What Sentimental Value suggests is that home making later in life involves recognising these differences with generosity. It requires refusing to replay the old roles of compliance and rebellion, and instead allowing space for each person’s way of surviving to be understood. Only then can something like a home, fragile, provisional, and human, begin to form.

4. Some people can only communicate love through their work

Gustav has written a new script, which he believes is his best yet. It is about his childhood and his mother. He wants Nora to play her. She refuses, furious that he can only engage with his family through filmmaking, through scripts and roles, rather than being present. The film slowly reveals that this limitation is real, but it is also his language. He is not withholding love so much as trapped inside a mode of expression. Home making sometimes requires learning the imperfect languages people use to show care.

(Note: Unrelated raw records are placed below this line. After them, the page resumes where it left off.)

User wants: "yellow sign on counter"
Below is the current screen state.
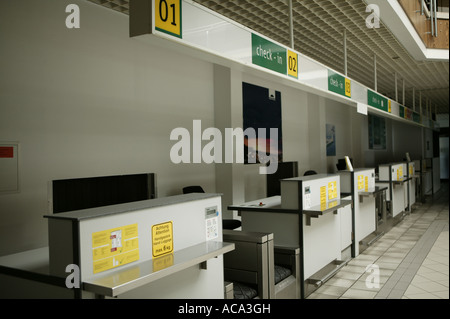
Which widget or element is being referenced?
[358,175,364,191]
[92,224,139,274]
[397,166,403,181]
[320,186,327,210]
[328,182,337,200]
[288,50,298,79]
[152,222,173,257]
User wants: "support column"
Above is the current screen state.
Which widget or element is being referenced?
[394,72,398,102]
[373,54,378,92]
[214,65,245,219]
[402,79,406,106]
[344,29,348,76]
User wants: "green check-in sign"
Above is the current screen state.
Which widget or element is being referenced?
[367,90,389,112]
[252,34,287,75]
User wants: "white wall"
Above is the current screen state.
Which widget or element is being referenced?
[0,0,215,255]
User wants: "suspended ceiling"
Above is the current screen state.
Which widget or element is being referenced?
[88,0,449,117]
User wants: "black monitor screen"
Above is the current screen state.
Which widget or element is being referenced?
[267,162,298,197]
[52,174,156,214]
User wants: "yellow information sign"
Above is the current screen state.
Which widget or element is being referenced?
[358,175,364,191]
[345,78,352,97]
[288,50,298,79]
[320,186,327,210]
[328,182,337,200]
[152,222,173,257]
[92,224,139,274]
[397,166,403,181]
[155,0,183,38]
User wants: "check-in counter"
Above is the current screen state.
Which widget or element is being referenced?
[0,194,234,299]
[405,162,419,212]
[228,174,351,298]
[338,168,387,257]
[375,163,408,220]
[414,159,427,203]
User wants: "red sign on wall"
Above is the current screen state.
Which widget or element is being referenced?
[0,146,14,158]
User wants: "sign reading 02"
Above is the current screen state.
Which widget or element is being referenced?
[155,0,183,39]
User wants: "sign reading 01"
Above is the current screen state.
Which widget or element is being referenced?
[155,0,183,39]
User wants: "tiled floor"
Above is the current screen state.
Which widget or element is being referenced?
[308,182,449,299]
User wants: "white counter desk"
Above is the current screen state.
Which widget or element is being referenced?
[228,175,351,298]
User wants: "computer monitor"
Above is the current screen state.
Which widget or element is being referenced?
[266,162,298,197]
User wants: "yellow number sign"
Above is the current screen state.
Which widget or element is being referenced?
[155,0,183,38]
[288,50,298,79]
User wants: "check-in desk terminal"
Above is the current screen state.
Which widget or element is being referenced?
[376,163,409,220]
[338,168,387,257]
[229,174,351,298]
[0,194,234,299]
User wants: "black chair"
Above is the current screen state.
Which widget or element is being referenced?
[183,186,242,230]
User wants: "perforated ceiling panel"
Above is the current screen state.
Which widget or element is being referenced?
[88,0,449,114]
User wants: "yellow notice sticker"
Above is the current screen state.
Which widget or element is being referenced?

5. A house can make home making impossible

This is not a cosy film about reclaiming a family house. The Oslo home is lonely, echoing, filled with memories of fights, absence, and despair. It resembles Philip Larkin’s poem Home is so Sad, where the house remains shaped to the comfort of the last to leave, bereft, with no heart to turn again to what it started as. In Sentimental Value, the house cannot be redeemed. It is not the solution. It is the problem.

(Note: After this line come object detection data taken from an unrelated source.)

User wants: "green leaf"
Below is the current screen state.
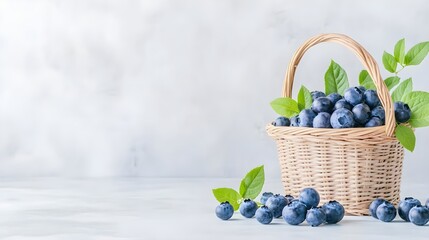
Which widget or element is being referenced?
[359,70,376,90]
[240,165,265,199]
[271,97,299,117]
[384,76,400,91]
[382,52,398,73]
[392,78,413,102]
[325,60,349,95]
[405,42,429,65]
[212,188,242,210]
[402,91,429,128]
[395,125,416,152]
[298,85,313,111]
[393,39,405,64]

6. Home making is an act, not a place

By the end of the film, the sisters make a home for themselves, but not by fixing or reclaiming the house. They do it through understanding how they love each other. The film shifts our sense of home away from architecture and towards relationship. Home becomes something created moment by moment through reciprocal care, feeling safe, being listened to, and allowing complexity. It is not permanent or solid. It is practiced.

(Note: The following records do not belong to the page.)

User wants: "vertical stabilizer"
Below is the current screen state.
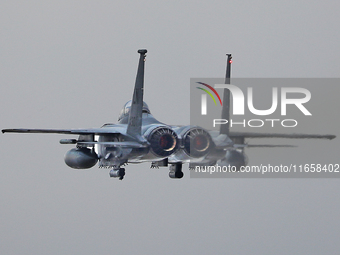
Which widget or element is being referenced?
[220,54,232,135]
[126,49,147,138]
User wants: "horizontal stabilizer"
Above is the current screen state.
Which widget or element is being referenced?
[2,128,119,135]
[77,141,147,148]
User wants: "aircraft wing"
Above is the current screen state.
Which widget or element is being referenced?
[229,132,336,140]
[2,128,120,135]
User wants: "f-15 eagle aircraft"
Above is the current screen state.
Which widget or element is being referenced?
[2,49,335,180]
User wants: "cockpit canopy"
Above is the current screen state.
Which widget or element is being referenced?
[118,100,151,121]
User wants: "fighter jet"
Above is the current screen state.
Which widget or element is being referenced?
[2,49,335,180]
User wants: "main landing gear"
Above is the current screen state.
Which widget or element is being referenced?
[110,168,125,180]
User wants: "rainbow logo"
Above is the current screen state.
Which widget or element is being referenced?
[196,82,222,106]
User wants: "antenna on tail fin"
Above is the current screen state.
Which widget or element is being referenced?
[220,54,233,136]
[126,49,147,138]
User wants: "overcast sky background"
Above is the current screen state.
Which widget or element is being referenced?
[0,0,340,254]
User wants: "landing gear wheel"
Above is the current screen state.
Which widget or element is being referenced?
[110,168,125,180]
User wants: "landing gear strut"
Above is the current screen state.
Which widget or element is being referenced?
[169,163,184,179]
[110,168,125,180]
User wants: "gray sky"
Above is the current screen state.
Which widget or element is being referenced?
[0,1,340,254]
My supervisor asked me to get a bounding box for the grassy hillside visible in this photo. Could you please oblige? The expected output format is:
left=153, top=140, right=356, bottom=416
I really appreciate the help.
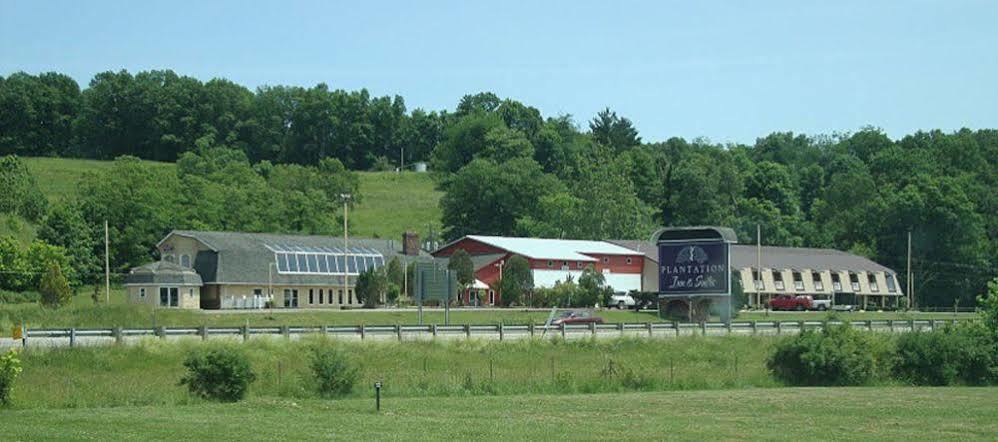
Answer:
left=0, top=388, right=998, bottom=441
left=16, top=158, right=441, bottom=240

The film’s metafictional play, a film within a film, script readings that blur into lived experience, keeps us uncertain about what belongs to Gustav’s work and what belongs to the “real” narrative. This uncertainty feels purposeful. Gustav’s life and art are inseparable, much as the house is inseparable from the trauma it contains. There are clear echoes of Bergman here, Cries and Whispers, Fanny and Alexander, the sisters, the rooms, the weight of childhood grief. There are also resonances with Joachim Trier’s earlier films, including The Worst Person in the World, with Renate Reinsve again offering extraordinary emotional precision.

For me, Sentimental Value is Trier’s most mature film so far. It understands that home making is not about repair or resolution, but about learning how to stay present with what cannot be fixed. In that sense, it feels both deeply sad and strangely hopeful.

As Larkin writes,

Home is so sad. It stays as it was left,
Shaped to the comfort of the last to go
As if to win them back. Instead, bereft
Of anyone to please, it withers so,

This film accepts that sadness, and then gently, painfully, shows us another way to belong.